Mengapa pergantian tahun perlu dimaknai sebagai muhasabah?

KH Edy Suparto menegaskan, jika seseorang memiliki prinsip keimanan yang kuat, maka malam pergantian tahun tidak berbeda dengan malam lainnya. Tidak ada keharusan untuk begadang, hitung mundur, atau merayakan dengan berbagai tradisi yang tidak memiliki landasan nilai dalam Islam.

Menurutnya, kebiasaan seperti pesta kembang api, meniup terompet, konser musik, hingga euforia berlebihan justru sering melalaikan manusia dari hakikat waktu sebagai amanah dari Allah SWT.
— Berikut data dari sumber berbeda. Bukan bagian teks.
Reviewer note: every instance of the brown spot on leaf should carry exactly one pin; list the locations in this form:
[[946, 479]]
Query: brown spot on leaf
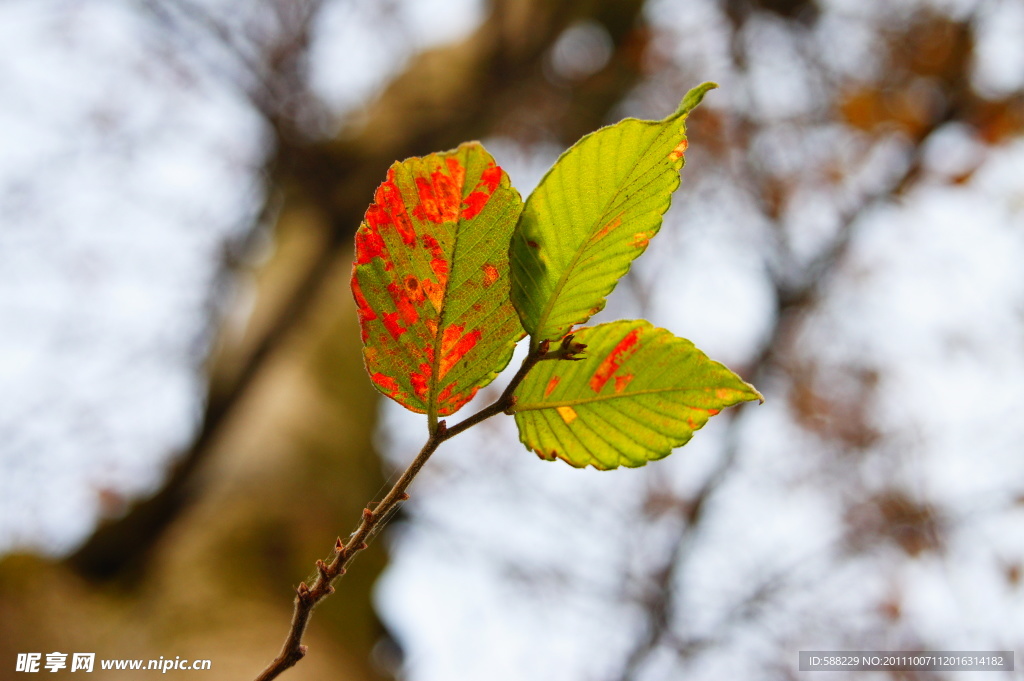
[[388, 211], [641, 240], [489, 274], [440, 197], [567, 413]]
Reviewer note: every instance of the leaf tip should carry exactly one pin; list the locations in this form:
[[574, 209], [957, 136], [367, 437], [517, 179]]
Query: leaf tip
[[693, 97]]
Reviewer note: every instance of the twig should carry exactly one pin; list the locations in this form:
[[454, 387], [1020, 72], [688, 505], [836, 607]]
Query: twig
[[307, 597]]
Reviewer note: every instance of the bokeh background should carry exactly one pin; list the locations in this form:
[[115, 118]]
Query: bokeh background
[[185, 426]]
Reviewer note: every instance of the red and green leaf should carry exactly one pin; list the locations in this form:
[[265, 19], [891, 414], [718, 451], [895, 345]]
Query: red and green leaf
[[594, 212], [431, 279], [639, 392]]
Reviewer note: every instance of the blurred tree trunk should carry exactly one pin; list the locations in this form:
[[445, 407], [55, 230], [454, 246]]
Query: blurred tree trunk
[[283, 461]]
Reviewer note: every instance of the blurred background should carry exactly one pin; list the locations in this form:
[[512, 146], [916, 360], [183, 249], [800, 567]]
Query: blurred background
[[185, 425]]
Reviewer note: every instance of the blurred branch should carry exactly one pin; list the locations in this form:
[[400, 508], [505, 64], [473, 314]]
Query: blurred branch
[[307, 597], [475, 88]]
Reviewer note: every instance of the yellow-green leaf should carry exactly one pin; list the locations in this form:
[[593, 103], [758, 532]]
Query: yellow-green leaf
[[639, 392], [431, 279], [592, 214]]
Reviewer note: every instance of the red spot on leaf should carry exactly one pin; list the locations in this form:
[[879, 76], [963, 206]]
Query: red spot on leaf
[[388, 210], [623, 381], [421, 381], [414, 290], [438, 263], [455, 345], [391, 324], [389, 385], [440, 197], [610, 364], [369, 245], [474, 204], [678, 153], [479, 197], [489, 274], [449, 403]]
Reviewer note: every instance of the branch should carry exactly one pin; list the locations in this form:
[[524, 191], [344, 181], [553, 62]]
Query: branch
[[307, 597]]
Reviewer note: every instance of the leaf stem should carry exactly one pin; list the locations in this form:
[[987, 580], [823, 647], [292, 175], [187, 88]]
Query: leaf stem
[[307, 597]]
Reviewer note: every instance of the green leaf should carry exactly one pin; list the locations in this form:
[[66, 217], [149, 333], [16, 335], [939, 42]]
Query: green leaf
[[431, 279], [591, 215], [639, 392]]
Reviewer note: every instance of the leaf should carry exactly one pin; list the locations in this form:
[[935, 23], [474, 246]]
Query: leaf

Apakah perayaan tahun baru berpotensi melahirkan kemaksiatan?

Dalam praktiknya, banyak perayaan tahun baru diwarnai perilaku yang menjurus pada kemaksiatan. KH Edy Suparto menilai, pesta pora, minuman keras, joget, bahkan pergaulan bebas kerap terjadi karena lemahnya kontrol diri dan pengaruh lingkungan.

Ia menegaskan, ketika pergantian tahun dipandang hanya sebagai pergantian hari, maka tidak ada alasan untuk melakukan perayaan yang berlebihan, apalagi sampai melanggar batas syariat.
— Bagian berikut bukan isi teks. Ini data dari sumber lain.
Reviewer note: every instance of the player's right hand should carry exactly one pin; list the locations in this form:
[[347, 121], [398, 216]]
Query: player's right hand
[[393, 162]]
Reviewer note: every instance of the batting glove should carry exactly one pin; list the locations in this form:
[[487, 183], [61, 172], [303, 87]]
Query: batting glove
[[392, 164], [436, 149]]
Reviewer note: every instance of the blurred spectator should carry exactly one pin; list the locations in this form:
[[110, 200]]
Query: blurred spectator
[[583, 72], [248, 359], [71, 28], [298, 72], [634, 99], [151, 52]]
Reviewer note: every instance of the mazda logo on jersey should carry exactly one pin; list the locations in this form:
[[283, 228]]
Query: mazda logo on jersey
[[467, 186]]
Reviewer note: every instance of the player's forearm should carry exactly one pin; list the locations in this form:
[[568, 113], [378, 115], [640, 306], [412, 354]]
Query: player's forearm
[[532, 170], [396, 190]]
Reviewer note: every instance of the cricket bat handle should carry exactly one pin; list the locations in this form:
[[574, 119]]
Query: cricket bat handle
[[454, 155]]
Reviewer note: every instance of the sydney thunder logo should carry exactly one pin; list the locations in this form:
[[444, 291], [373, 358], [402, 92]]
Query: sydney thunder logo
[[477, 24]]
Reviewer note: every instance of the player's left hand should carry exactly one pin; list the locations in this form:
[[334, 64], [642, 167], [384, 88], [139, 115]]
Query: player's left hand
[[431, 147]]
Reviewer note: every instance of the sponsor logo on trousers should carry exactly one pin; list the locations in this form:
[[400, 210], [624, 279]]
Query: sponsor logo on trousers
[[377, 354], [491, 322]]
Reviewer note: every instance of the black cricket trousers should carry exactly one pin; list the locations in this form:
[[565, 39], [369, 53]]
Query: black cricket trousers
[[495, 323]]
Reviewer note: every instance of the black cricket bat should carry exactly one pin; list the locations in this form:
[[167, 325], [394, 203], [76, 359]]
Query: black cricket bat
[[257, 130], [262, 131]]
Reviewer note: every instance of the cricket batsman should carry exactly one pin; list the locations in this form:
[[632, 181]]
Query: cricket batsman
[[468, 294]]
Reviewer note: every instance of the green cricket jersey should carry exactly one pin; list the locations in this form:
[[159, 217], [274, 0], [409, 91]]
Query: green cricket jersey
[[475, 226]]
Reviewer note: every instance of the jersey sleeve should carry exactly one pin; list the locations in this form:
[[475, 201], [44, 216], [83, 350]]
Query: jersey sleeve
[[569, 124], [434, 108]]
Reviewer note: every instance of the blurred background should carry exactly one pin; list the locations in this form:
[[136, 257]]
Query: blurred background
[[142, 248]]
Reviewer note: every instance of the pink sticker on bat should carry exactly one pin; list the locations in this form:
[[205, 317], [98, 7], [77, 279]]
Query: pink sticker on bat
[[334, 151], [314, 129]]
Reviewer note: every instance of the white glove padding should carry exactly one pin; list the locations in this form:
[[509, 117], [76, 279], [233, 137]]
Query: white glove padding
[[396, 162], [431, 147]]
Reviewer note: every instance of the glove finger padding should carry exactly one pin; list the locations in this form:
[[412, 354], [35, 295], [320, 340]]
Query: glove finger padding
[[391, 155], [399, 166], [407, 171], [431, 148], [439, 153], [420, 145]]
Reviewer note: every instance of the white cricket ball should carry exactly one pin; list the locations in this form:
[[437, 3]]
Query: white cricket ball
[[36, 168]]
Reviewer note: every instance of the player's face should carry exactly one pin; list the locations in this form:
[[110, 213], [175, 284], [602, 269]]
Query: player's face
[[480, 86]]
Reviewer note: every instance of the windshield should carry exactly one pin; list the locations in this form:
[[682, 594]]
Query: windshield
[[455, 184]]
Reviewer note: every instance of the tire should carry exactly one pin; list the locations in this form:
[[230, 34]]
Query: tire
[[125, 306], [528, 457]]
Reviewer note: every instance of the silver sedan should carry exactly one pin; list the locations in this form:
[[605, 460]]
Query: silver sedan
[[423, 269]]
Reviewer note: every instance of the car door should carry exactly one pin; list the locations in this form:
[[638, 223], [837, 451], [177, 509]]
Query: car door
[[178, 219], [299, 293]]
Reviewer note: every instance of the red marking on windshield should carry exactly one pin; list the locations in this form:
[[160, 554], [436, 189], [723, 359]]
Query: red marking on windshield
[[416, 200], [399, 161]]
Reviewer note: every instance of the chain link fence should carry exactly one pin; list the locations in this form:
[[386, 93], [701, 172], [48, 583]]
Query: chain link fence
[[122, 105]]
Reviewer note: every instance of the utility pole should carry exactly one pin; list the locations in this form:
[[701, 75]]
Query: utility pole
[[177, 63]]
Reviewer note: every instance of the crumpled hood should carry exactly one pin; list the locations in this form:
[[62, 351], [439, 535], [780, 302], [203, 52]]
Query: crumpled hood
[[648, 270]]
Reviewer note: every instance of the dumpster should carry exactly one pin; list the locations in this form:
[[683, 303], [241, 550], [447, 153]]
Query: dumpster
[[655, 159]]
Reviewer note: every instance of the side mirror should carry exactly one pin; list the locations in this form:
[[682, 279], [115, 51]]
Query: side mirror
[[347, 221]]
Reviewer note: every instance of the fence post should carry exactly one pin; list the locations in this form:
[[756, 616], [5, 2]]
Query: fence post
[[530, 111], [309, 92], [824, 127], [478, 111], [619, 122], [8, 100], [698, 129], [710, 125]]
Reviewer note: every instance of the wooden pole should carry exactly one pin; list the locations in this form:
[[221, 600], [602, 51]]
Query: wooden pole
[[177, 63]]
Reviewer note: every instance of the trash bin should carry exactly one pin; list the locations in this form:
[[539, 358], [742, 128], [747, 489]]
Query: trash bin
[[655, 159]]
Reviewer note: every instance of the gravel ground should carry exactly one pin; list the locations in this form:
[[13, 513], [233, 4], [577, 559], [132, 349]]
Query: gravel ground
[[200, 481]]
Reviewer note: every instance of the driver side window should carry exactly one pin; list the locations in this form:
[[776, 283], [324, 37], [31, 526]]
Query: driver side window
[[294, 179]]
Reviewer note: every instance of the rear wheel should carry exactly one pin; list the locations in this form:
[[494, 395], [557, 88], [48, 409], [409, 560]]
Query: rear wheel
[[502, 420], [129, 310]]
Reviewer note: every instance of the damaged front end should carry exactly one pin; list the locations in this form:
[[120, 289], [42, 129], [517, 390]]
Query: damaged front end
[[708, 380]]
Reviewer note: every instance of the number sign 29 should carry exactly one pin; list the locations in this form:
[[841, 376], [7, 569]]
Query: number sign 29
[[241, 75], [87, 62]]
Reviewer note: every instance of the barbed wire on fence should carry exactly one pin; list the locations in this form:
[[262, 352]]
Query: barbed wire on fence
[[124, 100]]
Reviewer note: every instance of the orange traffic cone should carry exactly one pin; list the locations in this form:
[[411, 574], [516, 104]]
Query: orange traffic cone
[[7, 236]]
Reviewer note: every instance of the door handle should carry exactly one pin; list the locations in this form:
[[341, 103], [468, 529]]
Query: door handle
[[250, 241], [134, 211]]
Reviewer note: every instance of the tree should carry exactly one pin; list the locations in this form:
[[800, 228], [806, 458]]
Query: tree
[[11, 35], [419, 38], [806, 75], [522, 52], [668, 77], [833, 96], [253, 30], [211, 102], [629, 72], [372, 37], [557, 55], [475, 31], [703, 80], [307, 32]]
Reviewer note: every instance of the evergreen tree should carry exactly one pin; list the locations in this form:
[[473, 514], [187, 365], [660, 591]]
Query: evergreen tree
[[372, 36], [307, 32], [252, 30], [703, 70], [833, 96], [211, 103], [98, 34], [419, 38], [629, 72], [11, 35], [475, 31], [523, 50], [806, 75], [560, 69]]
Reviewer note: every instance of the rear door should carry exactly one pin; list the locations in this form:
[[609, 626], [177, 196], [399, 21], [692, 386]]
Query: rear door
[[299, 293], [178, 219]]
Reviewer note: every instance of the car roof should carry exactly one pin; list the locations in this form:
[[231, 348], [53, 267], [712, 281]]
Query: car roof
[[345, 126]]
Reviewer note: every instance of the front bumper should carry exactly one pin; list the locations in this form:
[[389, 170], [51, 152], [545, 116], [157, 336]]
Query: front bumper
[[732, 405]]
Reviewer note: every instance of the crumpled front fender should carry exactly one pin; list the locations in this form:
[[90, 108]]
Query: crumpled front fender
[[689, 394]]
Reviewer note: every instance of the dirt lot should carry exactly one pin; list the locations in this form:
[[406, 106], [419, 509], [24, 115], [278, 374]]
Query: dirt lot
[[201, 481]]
Bagaimana perkembangan teknologi memengaruhi akhlak masyarakat?

Perubahan zaman yang ditandai dengan kemajuan teknologi membawa dampak besar dalam kehidupan manusia. Internet dan ponsel memang mempermudah komunikasi, bisnis, dan pekerjaan, namun di sisi lain juga membuka ruang bagi berbagai penyimpangan.

KH Edy Suparto mengingatkan bahwa kemudahan teknologi sering membuat manusia lalai terhadap halal dan haram. Fenomena judi online, pinjaman online, pornografi, hingga pergaulan bebas banyak bermula dari penyalahgunaan teknologi.
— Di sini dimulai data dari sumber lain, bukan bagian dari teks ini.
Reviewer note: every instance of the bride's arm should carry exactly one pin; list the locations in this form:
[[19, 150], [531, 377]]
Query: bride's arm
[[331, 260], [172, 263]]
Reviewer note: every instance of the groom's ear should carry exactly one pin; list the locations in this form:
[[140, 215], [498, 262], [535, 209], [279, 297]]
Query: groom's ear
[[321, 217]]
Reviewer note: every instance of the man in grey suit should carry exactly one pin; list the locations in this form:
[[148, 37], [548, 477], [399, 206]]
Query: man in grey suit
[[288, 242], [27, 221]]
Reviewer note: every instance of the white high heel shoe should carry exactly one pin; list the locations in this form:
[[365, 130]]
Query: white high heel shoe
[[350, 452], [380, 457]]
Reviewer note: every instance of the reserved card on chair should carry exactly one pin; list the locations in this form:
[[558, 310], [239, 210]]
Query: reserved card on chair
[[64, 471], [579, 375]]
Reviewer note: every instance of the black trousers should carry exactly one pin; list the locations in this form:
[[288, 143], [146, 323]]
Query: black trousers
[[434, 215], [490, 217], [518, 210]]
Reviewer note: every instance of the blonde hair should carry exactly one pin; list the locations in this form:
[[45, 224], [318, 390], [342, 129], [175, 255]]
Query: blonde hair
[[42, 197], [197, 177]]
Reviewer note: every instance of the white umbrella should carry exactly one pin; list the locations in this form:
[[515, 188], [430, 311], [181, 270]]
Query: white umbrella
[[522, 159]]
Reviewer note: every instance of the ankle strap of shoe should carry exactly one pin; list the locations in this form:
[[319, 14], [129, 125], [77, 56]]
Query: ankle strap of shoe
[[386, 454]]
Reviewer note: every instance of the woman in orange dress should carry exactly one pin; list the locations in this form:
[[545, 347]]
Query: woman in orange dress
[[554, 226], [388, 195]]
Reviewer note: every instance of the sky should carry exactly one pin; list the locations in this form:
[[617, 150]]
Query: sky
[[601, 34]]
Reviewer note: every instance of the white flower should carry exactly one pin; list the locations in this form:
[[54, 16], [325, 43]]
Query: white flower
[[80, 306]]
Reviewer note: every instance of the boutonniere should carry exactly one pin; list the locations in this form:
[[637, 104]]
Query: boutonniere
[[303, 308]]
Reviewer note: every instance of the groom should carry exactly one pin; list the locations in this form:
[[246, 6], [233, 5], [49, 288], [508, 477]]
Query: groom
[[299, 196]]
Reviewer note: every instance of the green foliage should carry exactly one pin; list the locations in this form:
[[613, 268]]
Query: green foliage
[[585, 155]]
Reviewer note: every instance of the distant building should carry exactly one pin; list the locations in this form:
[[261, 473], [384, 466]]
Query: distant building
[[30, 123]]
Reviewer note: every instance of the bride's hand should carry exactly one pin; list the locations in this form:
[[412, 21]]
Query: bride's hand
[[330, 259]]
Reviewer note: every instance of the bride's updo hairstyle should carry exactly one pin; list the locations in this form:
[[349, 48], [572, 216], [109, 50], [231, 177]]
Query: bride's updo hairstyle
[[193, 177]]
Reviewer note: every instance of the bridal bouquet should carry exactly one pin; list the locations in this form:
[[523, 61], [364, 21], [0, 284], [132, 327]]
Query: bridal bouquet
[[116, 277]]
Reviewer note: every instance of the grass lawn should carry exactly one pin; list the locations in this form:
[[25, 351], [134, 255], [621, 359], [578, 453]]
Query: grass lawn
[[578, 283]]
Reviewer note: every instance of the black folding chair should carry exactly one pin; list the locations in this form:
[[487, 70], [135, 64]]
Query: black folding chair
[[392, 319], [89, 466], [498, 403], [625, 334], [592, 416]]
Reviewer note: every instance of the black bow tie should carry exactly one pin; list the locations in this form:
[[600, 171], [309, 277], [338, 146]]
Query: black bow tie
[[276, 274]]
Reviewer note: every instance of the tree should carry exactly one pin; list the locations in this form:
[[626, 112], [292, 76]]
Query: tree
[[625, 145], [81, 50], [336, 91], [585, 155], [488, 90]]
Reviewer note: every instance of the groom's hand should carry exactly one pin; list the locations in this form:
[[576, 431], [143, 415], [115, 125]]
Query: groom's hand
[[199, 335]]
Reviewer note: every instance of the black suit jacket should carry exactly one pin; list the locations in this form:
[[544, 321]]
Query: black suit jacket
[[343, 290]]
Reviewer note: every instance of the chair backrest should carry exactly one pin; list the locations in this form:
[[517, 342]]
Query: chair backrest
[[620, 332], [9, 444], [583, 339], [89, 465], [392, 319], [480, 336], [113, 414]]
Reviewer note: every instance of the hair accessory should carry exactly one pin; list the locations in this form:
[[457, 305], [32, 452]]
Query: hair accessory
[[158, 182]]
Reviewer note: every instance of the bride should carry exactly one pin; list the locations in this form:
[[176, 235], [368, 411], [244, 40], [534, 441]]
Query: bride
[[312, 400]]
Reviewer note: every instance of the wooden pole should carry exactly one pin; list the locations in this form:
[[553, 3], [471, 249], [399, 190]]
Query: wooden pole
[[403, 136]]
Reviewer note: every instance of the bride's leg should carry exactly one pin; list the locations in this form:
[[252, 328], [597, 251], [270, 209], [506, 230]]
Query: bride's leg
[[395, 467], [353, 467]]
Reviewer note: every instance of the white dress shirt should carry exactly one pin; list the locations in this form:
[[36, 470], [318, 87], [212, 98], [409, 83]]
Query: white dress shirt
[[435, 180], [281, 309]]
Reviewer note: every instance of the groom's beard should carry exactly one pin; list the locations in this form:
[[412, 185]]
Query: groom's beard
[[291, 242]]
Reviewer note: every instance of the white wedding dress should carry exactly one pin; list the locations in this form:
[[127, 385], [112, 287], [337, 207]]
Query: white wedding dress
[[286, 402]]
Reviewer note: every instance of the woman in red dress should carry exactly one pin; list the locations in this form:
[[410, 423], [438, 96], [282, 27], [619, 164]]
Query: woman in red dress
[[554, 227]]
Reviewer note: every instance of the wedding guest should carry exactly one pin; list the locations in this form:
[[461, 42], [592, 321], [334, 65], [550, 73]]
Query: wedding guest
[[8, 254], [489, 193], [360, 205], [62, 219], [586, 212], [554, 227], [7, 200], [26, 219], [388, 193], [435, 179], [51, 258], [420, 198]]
Ia mengutip sabda Rasulullah SAW bahwa setiap zaman yang datang setelahnya akan membawa tantangan moral yang lebih berat dibandingkan sebelumnya.

Apa saja tanda pergeseran moral yang perlu diwaspadai?

Menurut KH Edy Suparto, perubahan teknologi juga diikuti pergeseran budaya. Jika dahulu anak-anak dikenal taat dan berbakti kepada orang tua, kini tidak sedikit yang justru berani melawan. Begitu pula hubungan murid dan guru yang dahulu dilandasi rasa hormat, kini mulai terkikis.

Fenomena penyimpangan perilaku, kekerasan, hingga kasus-kasus asusila menjadi tanda bahwa akhlak masyarakat membutuhkan perhatian serius, terutama dalam mendidik generasi muda.

Mengapa tasyabbuh dalam perayaan tahun baru perlu dihindari?

Salah satu poin penting dalam nasihat ini adalah larangan tasyabbuh, yakni meniru tradisi orang nonmuslim dalam hal yang menjadi kekhususan mereka. Rasulullah SAW secara tegas memperingatkan bahwa menyerupai suatu kaum dapat menyeret seseorang menjadi bagian dari mereka.

Perayaan tahun baru yang diisi dengan pemborosan, hura-hura, dan gaya hidup bebas dinilai sebagai bentuk tasyabbuh yang bertentangan dengan nilai Islam. Allah SWT pun melarang sikap boros dan mendekati perbuatan zina sebagaimana tertuang dalam Al-Qur’an.

Apa alternatif Islami menyambut tahun baru?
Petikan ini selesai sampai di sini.